A second set of accusations dealt with harsh treatment of prisoners by the CIA. In secret detention centres outside America it employed 13 techniques, including slapping, nudity and, notoriously, waterboarding. The aim was not to extract information directly but to break prisoners’ will, so that they tipped from a “zone of defiance” to a “zone of co-operation” in which they would talk freely. In “extraordinary renditions” some prisoners were handed over to other governments. Although these were supposed to give America assurances of fair treatment, critics said that in practice nothing could stop them from using torture.
In all, the CIA dealt with fewer than 100 high-value prisoners, and half that number were rendered up. Bush administration lawyers advised that prisoners’ treatment at the hands of the CIA stopped short of torture, which is illegal. Common Article Three of the Geneva Convention, which applies the stricter standard of cruel, inhuman or degrading treatment, was irrelevant, they said, because it applies only to civil wars.
Would you waterboard your daughter?
Both the surveillance and the interrogation programmes were to be mauled in the press, in Congress and in the courts. The Detainee Treatment Act, passed in 2005, banned cruel, inhuman or degrading treatment for any American prisoner. The same year the Washington Post revealed the existence of secret prisons in eastern Europe and others hinted at the harsh techniques. General Hayden, by then head of the CIA, reports that sessions between the agency and the House Security and Intelligence Committee descended into shouting matches. During one, he was asked if he would be prepared to waterboard his daughter. In 2006 the Supreme Court found against Mr Bush’s legal team and ruled that Common Article Three did in fact protect al-Qaeda prisoners. Early in his presidency, Barack Obama restricted interrogators to mild techniques, such as exploiting the subject’s fears and resentments or offering small rewards like cigarettes, laid out in the revised Army Field Manual. In effect, the vestiges of the CIA interrogation programme were shut down.

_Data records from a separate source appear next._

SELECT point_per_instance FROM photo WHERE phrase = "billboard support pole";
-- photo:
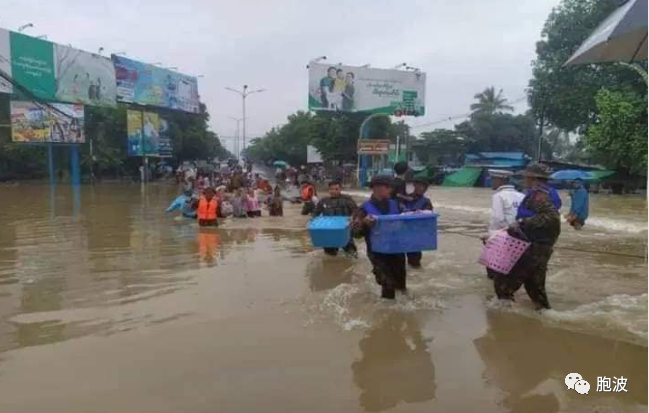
(74, 165)
(361, 166)
(50, 162)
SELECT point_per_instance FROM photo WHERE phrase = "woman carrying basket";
(539, 221)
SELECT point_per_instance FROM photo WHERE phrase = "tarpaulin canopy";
(596, 175)
(465, 177)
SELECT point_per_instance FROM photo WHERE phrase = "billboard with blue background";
(150, 85)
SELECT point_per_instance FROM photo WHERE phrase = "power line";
(459, 116)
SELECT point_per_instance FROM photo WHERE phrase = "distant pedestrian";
(337, 204)
(579, 207)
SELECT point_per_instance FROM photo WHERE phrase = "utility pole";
(236, 136)
(541, 122)
(244, 93)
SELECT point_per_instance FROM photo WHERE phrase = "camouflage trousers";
(530, 272)
(389, 271)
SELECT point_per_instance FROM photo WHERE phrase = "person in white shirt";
(504, 203)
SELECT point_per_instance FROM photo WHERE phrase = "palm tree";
(490, 102)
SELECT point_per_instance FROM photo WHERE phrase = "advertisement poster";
(146, 84)
(5, 61)
(83, 77)
(362, 89)
(143, 129)
(32, 64)
(33, 123)
(164, 140)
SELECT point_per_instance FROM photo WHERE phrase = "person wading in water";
(538, 221)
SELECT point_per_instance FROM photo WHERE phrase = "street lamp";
(244, 94)
(236, 136)
(25, 26)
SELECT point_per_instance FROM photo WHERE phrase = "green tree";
(619, 135)
(490, 103)
(441, 147)
(565, 96)
(499, 132)
(335, 135)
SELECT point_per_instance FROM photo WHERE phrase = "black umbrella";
(622, 37)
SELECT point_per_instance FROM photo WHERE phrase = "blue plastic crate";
(329, 232)
(394, 234)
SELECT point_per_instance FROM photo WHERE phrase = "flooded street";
(107, 304)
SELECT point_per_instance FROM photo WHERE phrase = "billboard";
(313, 155)
(362, 89)
(164, 139)
(5, 61)
(32, 65)
(143, 130)
(146, 84)
(83, 77)
(373, 146)
(34, 123)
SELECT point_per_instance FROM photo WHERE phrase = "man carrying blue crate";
(415, 200)
(389, 269)
(337, 204)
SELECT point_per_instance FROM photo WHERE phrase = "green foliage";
(490, 103)
(565, 96)
(440, 147)
(499, 132)
(619, 135)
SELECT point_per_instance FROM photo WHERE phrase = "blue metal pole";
(74, 165)
(50, 162)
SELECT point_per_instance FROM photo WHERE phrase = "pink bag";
(502, 251)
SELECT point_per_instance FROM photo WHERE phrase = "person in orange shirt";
(208, 208)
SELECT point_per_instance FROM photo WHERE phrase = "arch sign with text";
(361, 89)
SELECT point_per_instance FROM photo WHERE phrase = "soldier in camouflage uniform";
(389, 269)
(337, 204)
(538, 221)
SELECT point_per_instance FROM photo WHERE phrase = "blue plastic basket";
(329, 232)
(395, 234)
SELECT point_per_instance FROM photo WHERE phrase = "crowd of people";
(532, 216)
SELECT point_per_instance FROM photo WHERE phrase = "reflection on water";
(325, 272)
(114, 262)
(395, 365)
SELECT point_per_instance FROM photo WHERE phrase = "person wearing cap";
(416, 200)
(207, 208)
(578, 205)
(538, 221)
(504, 203)
(309, 196)
(399, 181)
(337, 204)
(389, 269)
(184, 203)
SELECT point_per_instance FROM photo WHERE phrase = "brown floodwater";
(107, 304)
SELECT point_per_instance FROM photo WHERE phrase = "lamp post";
(25, 26)
(236, 135)
(244, 93)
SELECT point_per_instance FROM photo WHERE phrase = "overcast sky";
(462, 45)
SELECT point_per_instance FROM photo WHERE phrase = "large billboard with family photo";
(362, 89)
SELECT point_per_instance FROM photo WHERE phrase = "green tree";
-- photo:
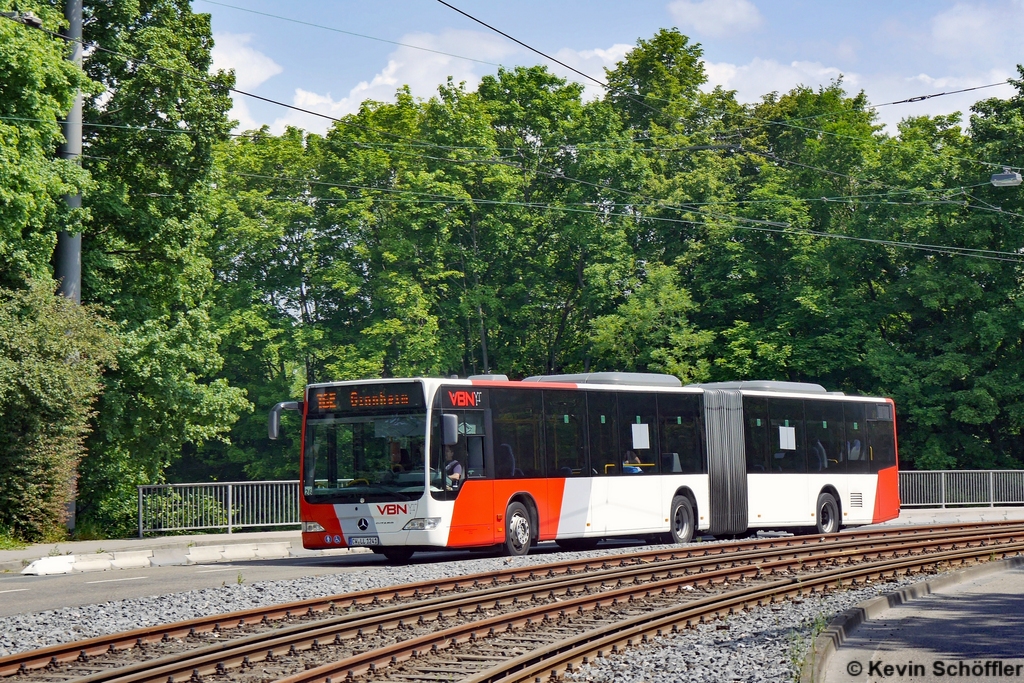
(649, 332)
(36, 92)
(51, 355)
(151, 140)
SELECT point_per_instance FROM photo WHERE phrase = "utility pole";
(68, 258)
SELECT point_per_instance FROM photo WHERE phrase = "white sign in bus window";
(787, 438)
(641, 436)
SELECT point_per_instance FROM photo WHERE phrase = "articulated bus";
(400, 465)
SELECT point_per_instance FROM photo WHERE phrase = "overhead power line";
(350, 33)
(528, 47)
(542, 170)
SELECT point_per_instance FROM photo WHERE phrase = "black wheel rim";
(680, 522)
(826, 518)
(519, 531)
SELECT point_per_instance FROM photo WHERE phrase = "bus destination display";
(366, 396)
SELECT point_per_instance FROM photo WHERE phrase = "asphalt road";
(26, 594)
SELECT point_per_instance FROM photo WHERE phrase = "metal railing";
(230, 505)
(942, 488)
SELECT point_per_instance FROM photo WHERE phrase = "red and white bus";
(399, 465)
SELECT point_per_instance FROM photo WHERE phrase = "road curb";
(843, 626)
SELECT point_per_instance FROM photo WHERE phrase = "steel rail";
(217, 657)
(84, 649)
(573, 650)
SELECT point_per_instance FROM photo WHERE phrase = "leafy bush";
(52, 352)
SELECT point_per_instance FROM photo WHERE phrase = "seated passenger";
(453, 468)
(504, 462)
(396, 465)
(631, 463)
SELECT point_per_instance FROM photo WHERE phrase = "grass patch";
(801, 645)
(9, 542)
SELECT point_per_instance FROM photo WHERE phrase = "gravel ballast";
(763, 645)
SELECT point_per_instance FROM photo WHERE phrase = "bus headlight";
(422, 523)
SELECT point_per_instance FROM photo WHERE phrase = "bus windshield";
(364, 458)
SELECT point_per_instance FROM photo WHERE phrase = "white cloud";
(421, 71)
(760, 77)
(716, 17)
(975, 30)
(252, 68)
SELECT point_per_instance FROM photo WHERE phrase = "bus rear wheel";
(518, 531)
(681, 518)
(827, 514)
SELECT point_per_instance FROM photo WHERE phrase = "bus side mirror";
(451, 423)
(273, 421)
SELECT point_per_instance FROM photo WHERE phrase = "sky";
(891, 50)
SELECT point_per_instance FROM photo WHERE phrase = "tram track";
(429, 621)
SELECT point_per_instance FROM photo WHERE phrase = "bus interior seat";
(820, 456)
(854, 450)
(474, 459)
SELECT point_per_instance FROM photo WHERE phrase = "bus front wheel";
(682, 519)
(396, 555)
(518, 530)
(827, 514)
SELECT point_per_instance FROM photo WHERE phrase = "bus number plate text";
(364, 541)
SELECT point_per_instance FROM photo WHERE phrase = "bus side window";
(786, 421)
(564, 421)
(825, 444)
(637, 437)
(756, 417)
(856, 438)
(681, 451)
(603, 432)
(516, 419)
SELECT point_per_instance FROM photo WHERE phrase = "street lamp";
(28, 18)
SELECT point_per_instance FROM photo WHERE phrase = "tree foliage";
(51, 354)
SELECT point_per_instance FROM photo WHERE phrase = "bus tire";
(681, 518)
(395, 555)
(518, 529)
(577, 544)
(826, 513)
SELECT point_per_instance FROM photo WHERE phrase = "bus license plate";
(364, 541)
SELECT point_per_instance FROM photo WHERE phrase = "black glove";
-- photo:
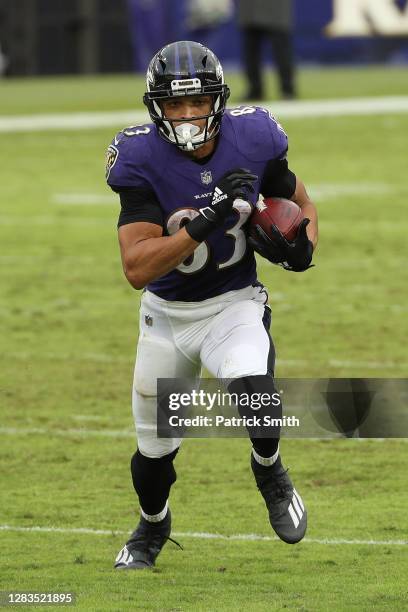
(295, 256)
(230, 187)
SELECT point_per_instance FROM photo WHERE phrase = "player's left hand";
(295, 256)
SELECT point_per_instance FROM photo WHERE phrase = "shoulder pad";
(259, 136)
(127, 155)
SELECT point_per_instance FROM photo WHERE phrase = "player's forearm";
(151, 258)
(309, 211)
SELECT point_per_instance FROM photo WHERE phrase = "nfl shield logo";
(206, 177)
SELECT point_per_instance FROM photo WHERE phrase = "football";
(285, 214)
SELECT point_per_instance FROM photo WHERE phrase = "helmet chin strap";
(186, 133)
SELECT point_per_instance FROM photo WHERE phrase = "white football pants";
(226, 334)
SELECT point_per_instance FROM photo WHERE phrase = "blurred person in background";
(271, 20)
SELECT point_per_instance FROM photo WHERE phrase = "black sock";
(152, 480)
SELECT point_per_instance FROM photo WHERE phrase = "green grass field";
(68, 337)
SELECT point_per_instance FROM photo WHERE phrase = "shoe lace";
(147, 537)
(276, 486)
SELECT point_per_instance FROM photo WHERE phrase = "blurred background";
(41, 37)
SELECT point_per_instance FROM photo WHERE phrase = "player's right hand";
(229, 187)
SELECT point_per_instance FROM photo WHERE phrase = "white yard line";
(283, 110)
(246, 537)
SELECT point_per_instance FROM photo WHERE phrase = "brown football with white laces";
(285, 214)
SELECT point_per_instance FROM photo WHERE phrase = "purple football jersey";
(249, 138)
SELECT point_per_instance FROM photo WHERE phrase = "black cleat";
(287, 513)
(144, 545)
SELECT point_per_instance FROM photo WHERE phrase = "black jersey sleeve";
(138, 205)
(278, 180)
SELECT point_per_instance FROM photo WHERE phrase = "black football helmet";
(186, 68)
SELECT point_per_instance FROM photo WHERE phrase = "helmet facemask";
(184, 134)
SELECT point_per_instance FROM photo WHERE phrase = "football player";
(187, 183)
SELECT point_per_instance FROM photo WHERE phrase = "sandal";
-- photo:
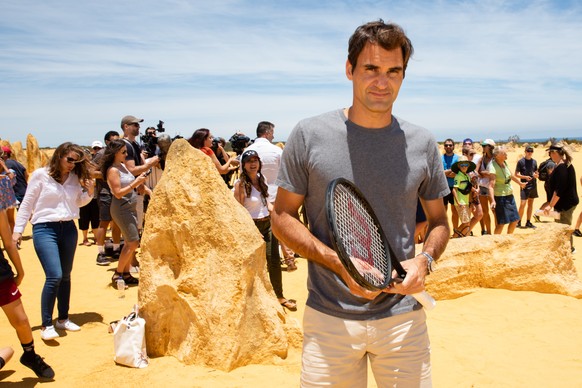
(459, 233)
(290, 304)
(290, 262)
(130, 280)
(116, 276)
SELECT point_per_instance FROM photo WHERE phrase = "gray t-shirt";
(392, 167)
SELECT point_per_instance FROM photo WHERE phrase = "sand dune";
(491, 338)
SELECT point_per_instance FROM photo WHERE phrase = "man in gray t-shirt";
(393, 163)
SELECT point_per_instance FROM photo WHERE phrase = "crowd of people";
(345, 325)
(481, 186)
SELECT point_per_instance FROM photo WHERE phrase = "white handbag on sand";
(129, 341)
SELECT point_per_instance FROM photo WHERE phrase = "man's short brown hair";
(388, 36)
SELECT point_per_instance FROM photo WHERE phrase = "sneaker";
(37, 364)
(529, 225)
(115, 255)
(48, 333)
(102, 259)
(67, 325)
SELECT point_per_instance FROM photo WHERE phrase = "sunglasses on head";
(72, 160)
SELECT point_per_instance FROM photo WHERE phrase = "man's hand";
(355, 288)
(416, 270)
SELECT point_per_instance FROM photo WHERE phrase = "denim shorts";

A chunk of the surveillance programme followed a similar trajectory. Reports about it surfaced in the New York Times in 2005 (though the paper had been sitting on the story for over a year), with an account of warrantless collection of information. The extent of the programmes became clear only in June 2013, when Edward Snowden released his trove of NSA files (see article). Immediately it became obvious that a few months earlier James Clapper, the Director of National Intelligence, had misled Congress. When asked whether the NSA collected “any type of data at all on millions or hundreds of millions of Americans” he had replied under oath, “No sir”, and given a chance to clarify his answer, he continued: “Not wittingly.”
At the end of 2013 a presidential review panel and in early 2014 a government agency, the Privacy and Civil Liberties Oversight Board, both issued withering critiques of the metadata collection. The law says that the government can seize metadata if they are “relevant” to an FBI investigation. That language, the oversight board concluded, is not broad enough to allow the NSA to seize the whole lot before an investigation has begun. In May 2015 a federal appeals court in New York agreed. And a month later the USA Freedom Act gave the NSA six months to stop warehousing metadata—though it allowed the agency to go to telecoms companies with specific queries.